FAQ :: What is VIRAT?

VIRAT is another big step toward losing personal freedoms and anonymity. To be in public is to be on camera. But most video footage is discarded, as only so much can be sorted and analyzed, until recently. DARPA has created a technology that can index and analyze video in real-time, marking the end of anonymity in public places.

In 2008, DARPA, the US military’s elite group of scientists, began soliciting the tech industry to develop technologies that would allow computers to sort through and index surveillance footage from the military’s fleet of drones, satellites, and miscellaneous other secret spy cameras. This was all part of the Agency’s proposed Video Image Retrieval and Analysis Tool (VIRAT) that would be able to describe specific human activities in real-time.

This automated index would allow for searchable queries. For example: How often did an adult male taller than six-foot get in a car in the early morning between November 1st and December 22nd in a compound in Abbottabad? Or flag behavior such as when someone carries a large package toward a car on the side of a road in Basra but walked away empty handed.

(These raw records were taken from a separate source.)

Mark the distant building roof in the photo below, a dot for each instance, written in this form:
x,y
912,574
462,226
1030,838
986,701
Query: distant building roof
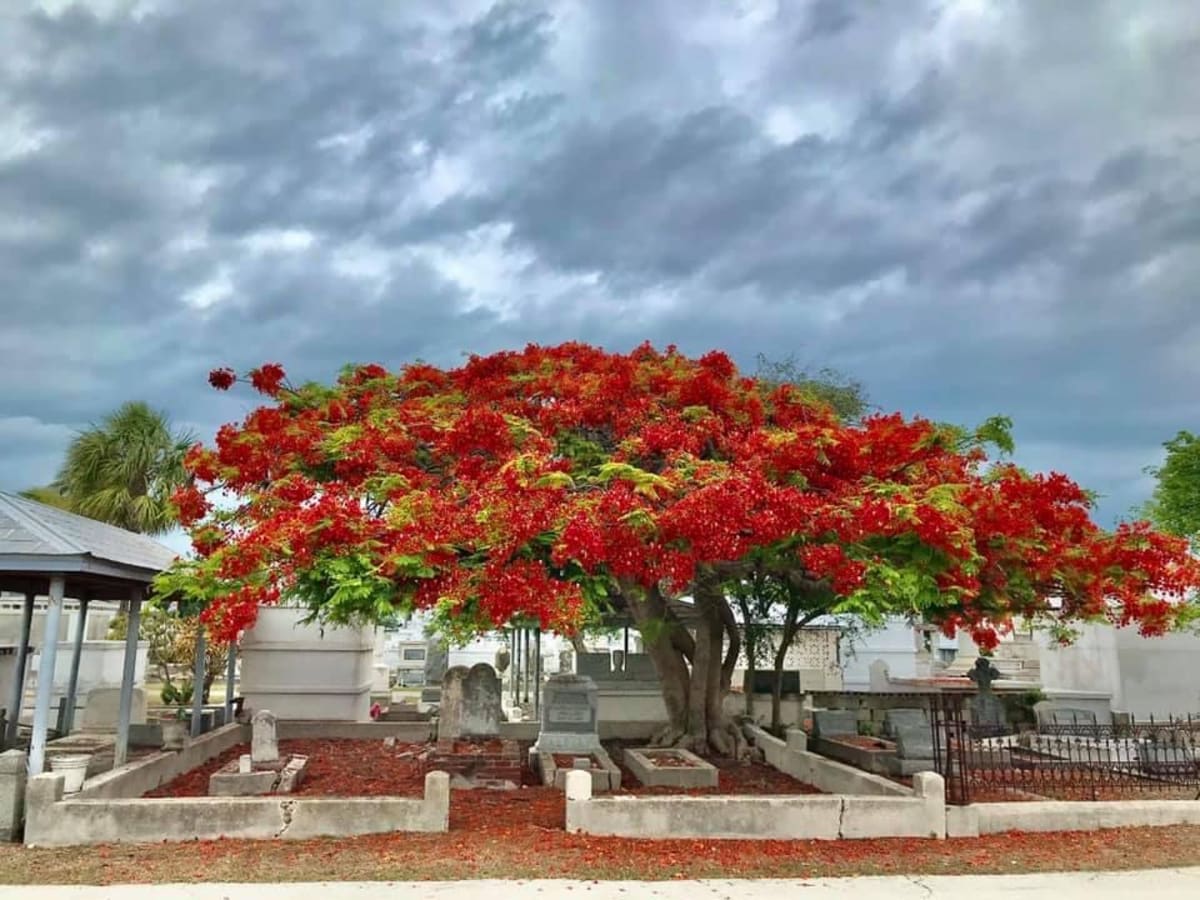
x,y
36,539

DARPA has had some success and issued contract announcement in May 2011, describing how the VIRAT system will be deployed into various military-intelligence video archives and systems. The contract will be fulfilled by Lockheed Martin for an unspecified amount.

The military has an inherent interest in transferring surveillance duties from human eyeballs to an algorithm that cannot be swayed by political pressure. In the run-up to the Iraq invasion, human analysts famously misread surveillance footage as proof of Iraqi WMDs. (The problem with relying on flawed human analysis in order to support policy was described in depth in Malcolm Gladwell’s essay collection “What the Dog Saw.”)

As with many DARPA projects, the technology will eventually filter down into commercial industry and then finally to consumers. If the tech works as promised it will quickly be implemented in domestic surveillance programs. Much of the western world has willingly traded privacy for the security of ubiquitous surveillance. Most riders on public transportation feel safer knowing that they are surrounded by cameras plugged directly into some control room.

Of course a dedicated team of human observers could never effectively monitor all those screens covering an entire system, but with this new automated technology, authorities might be alerted to trouble. Additional facial-recognition software might compare a suspicious person’s face to specific watch lists. Whether this Big Brotherly oversight makes you feel more or less safe is entirely up to you.

Beyond surveillance, this automatic video tech could make all uploaded video searchable, regardless of tags or descriptors. As pocket-sized cell phones surpass the video technology of the camcorders of previous decades, we will all be captured on video and placed on the web on a regular basis. In the not-so-distant future, it may be possible for someone (your friends, potential employers, strangers, etc.) to Google your name and find some incidental footage of you at that political protest from last summer that some stranger uploaded to YouTube. Everything that happens in public will be public record. [1]

Big Brother will have all surveillance cameras in the world plugged into a VIRAT system that will allow the Antichrist to watch any spy cameras in the world in real time any time he wants to. That is as close to godhood that the Antichrist will get.

Endnotes

[1] Dashevsky, Evan. “DARPA’s Automated Video Surveillance Will End Public Anonymity.” 5.05.2011. www.extremetech.com/article2/0%2c2845%2c23 84968%2c00.asp.